Escribo mientas azaharea el limonero que respira en mi patio. Gordo –el perro– se recuesta al sol; Etta James me incita a deslizar los dedos sobre las teclas. En un movimiento centrífugo extraigo mis palabras caverna para que se tiendan también al sol. La luz de otros ojos puede contemplar las hojas de mi savia interna.

¿Hoy qué puedo resaltar?

La soledad trae alas a la creación. Me debato entre un grito y un silencio. ¿Cuál ganará el embate? La vanidad es perpleja. Se muestra como bailarina oriental: Salambó o Salomé como la primera jíbara. En bandeja de plata expongo mis palabras-rana que saltan para lengüetear en la charca. ¿Cómo será comerse de un bocado la vanidad? ¿Es vana y banal? ¿O es venal? ¿Para qué escribimos?
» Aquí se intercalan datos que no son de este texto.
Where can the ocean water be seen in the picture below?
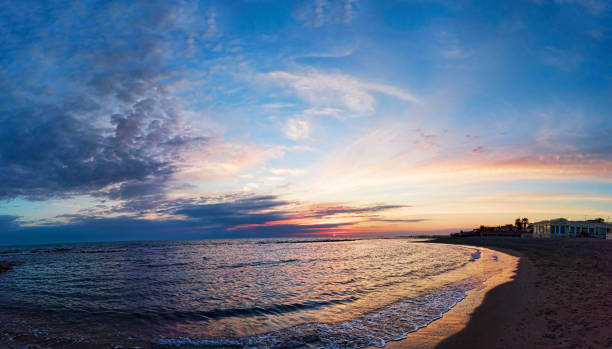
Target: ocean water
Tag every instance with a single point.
(267, 293)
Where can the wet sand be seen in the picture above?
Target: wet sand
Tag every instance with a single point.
(498, 268)
(561, 297)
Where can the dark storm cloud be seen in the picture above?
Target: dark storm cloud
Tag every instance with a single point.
(238, 212)
(82, 101)
(233, 216)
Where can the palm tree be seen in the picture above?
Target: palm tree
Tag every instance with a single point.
(525, 223)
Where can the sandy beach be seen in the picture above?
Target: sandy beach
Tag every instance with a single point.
(561, 297)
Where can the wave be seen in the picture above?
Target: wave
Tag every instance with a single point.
(374, 329)
(303, 241)
(257, 264)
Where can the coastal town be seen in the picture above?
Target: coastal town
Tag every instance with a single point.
(553, 228)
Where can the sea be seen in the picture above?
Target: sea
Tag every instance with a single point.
(238, 293)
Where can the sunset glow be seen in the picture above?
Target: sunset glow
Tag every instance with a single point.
(183, 120)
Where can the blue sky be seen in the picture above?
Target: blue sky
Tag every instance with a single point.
(187, 119)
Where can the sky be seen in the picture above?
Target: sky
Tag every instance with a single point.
(219, 119)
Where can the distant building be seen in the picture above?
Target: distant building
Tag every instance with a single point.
(561, 227)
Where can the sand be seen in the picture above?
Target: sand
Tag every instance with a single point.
(561, 297)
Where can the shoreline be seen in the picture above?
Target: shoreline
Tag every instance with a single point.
(456, 319)
(560, 298)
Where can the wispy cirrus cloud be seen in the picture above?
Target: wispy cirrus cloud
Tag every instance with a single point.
(320, 12)
(333, 92)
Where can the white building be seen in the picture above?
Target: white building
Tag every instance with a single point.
(561, 227)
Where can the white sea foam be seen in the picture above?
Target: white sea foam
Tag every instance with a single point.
(374, 329)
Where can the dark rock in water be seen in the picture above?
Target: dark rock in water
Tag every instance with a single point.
(4, 266)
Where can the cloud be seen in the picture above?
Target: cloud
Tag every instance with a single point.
(237, 215)
(92, 114)
(297, 129)
(320, 211)
(595, 7)
(320, 12)
(337, 91)
(250, 187)
(287, 172)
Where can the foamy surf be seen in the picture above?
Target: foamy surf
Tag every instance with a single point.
(391, 323)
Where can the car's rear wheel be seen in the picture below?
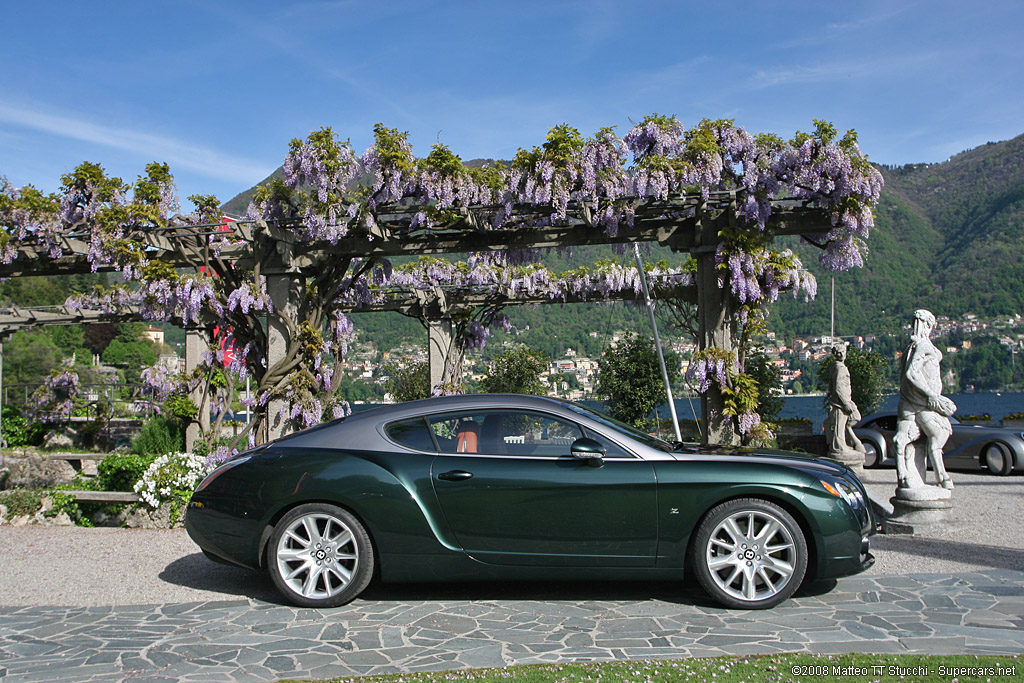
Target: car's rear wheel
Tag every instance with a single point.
(750, 554)
(997, 459)
(320, 556)
(872, 454)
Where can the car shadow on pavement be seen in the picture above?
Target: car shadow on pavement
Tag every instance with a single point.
(200, 572)
(994, 557)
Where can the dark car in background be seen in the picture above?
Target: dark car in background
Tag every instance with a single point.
(998, 450)
(493, 486)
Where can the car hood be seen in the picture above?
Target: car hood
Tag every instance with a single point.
(767, 456)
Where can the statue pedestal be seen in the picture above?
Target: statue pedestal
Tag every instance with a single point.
(919, 509)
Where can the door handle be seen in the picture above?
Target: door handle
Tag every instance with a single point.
(455, 475)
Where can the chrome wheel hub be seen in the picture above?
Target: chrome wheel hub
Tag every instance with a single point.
(316, 556)
(751, 555)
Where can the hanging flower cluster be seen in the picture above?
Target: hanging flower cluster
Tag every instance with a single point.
(722, 369)
(54, 399)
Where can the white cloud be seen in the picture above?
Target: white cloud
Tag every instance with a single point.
(209, 163)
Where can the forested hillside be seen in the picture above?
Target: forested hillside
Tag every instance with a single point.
(949, 237)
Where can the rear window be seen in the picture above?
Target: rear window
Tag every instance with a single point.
(412, 433)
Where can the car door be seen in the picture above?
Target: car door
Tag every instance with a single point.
(512, 493)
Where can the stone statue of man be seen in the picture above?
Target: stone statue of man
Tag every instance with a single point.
(843, 413)
(923, 411)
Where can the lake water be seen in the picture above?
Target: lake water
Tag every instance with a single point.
(996, 404)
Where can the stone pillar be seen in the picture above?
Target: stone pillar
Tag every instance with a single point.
(286, 292)
(197, 344)
(438, 346)
(715, 328)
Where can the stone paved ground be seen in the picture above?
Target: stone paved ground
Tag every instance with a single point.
(429, 628)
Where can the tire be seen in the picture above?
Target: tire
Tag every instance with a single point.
(320, 556)
(729, 554)
(872, 454)
(997, 459)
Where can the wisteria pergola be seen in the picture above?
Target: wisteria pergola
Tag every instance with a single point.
(690, 224)
(321, 241)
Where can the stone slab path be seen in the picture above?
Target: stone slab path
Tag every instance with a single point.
(403, 629)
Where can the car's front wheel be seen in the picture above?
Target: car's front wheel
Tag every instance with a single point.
(997, 459)
(750, 554)
(320, 556)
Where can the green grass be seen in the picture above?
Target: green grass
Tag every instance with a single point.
(780, 669)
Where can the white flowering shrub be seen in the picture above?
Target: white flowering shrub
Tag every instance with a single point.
(171, 477)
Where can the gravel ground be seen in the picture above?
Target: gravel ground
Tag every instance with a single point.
(71, 566)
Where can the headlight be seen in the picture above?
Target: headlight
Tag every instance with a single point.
(842, 489)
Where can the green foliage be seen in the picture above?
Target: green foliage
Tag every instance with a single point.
(767, 376)
(867, 378)
(120, 472)
(22, 501)
(18, 431)
(30, 356)
(159, 435)
(631, 380)
(409, 381)
(769, 669)
(181, 408)
(516, 371)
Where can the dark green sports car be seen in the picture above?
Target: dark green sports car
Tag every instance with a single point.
(487, 486)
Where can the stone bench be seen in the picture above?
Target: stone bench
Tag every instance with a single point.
(103, 496)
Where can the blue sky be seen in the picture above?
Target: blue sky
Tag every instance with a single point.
(217, 89)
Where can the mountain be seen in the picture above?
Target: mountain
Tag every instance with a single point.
(948, 237)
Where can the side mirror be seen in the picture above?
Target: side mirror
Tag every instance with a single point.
(589, 451)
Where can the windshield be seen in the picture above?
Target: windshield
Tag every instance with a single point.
(622, 427)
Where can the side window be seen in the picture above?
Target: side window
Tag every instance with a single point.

Para compartir mundos me susurra mi voz más comunal. Por exhibicionista, me chirría la voz cabrona. Por necesidad fisiológica, escupe mi voz pragmática. Para extraerlas como piedras de locura o briznas de hierba, repiquetea mi literata. Por levedad, resuenan las voces ausentes de Kundera y Calvino. Yo qué sé, dice mi contestataria mientras deja la taza de té sobre la mesa, haciendo un surco redondo. Tal vez por todo eso, por nada de eso, por algo que aún no sé y me mantiene en el dique… y que siga el oleaje.